The transaction resulted in the cancellation of liabilities amounting to $31,200,345, which were recorded as "due to affiliates" in Twin Hospitality’s financial statements. In return, FAT Brands received 7,139,667 shares of Twin Hospitality’s Common Stock. The shares were valued at $4.37 each, a price determined to be the greater of the Nasdaq Official Closing Price on the day before the agreement’s effective date or the average closing price over the five trading days preceding the effective date. According to InvestingPro data, Twin Hospitality operates with a significant debt burden of $570.73 million and a concerning current ratio of 0.63.
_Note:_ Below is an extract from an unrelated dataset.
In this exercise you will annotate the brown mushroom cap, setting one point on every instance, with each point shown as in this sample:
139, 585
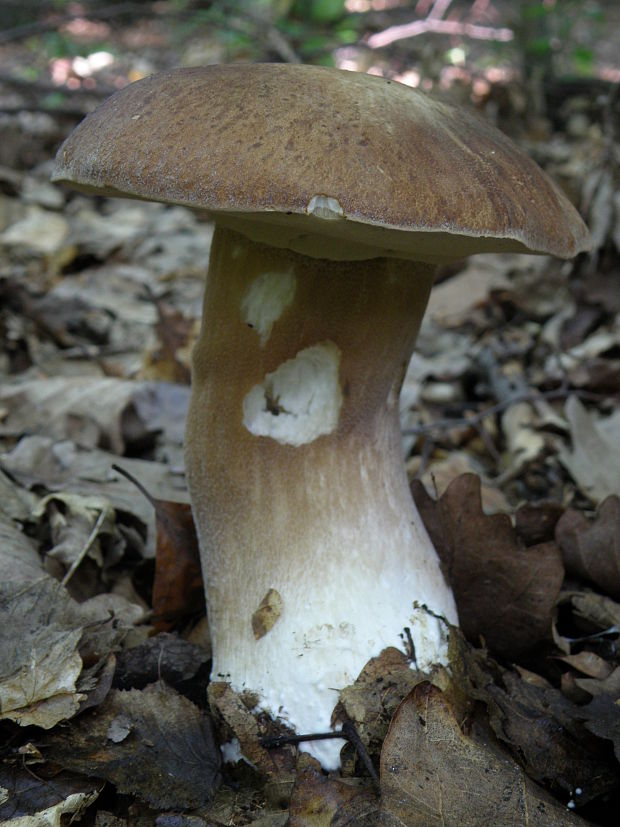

This transaction was conducted under exemptions from the registration requirements of the Securities Act of 1933, as amended. The exemptions applied were for transactions by an issuer not involving any public offering, as specified under Sections 3(a)(9) and 4(a)(2) of the Securities Act, along with Rule 506 and similar state law exemptions.
Twin Hospitality Group, based in Dallas, Texas, operates in the retail-eating places sector. The company’s Class A Common Stock is traded on the Nasdaq Stock Market under the ticker (NASDAQ:TWNP), with a current market capitalization of $212.21 million. InvestingPro analysis indicates the stock is currently trading above its Fair Value, with 11 additional key insights available to subscribers. The information is based on a press release statement and InvestingPro data.
In other recent news, Twin Hospitality Group Inc. reported its Q1 2025 financial performance, revealing a 5.4% decrease in total revenue to $87.1 million compared to the previous year. The company also experienced a widened net loss of $12.1 million, up from $9.2 million. Despite these setbacks, Twin Peaks, a key brand under Twin Hospitality, saw a 5.1% increase in system-wide sales, highlighting some resilience in the market. Additionally, Twin Hospitality announced the appointment of Kim Boerema as the new CEO, bringing extensive experience in restaurant operations to the company. The leadership change is part of the company’s broader strategy to expand its footprint, with plans to open 3-4 new units in 2025. In a separate development, the company announced the retirement of its Chief Development Officer, Michael Locey, effective in June 2025. Looking ahead, Twin Hospitality aims to raise $75-100 million in equity and is focusing on enhancing its sports programming, particularly around the 2026 World Cup. These strategic initiatives aim to position the company for future growth despite current financial challenges.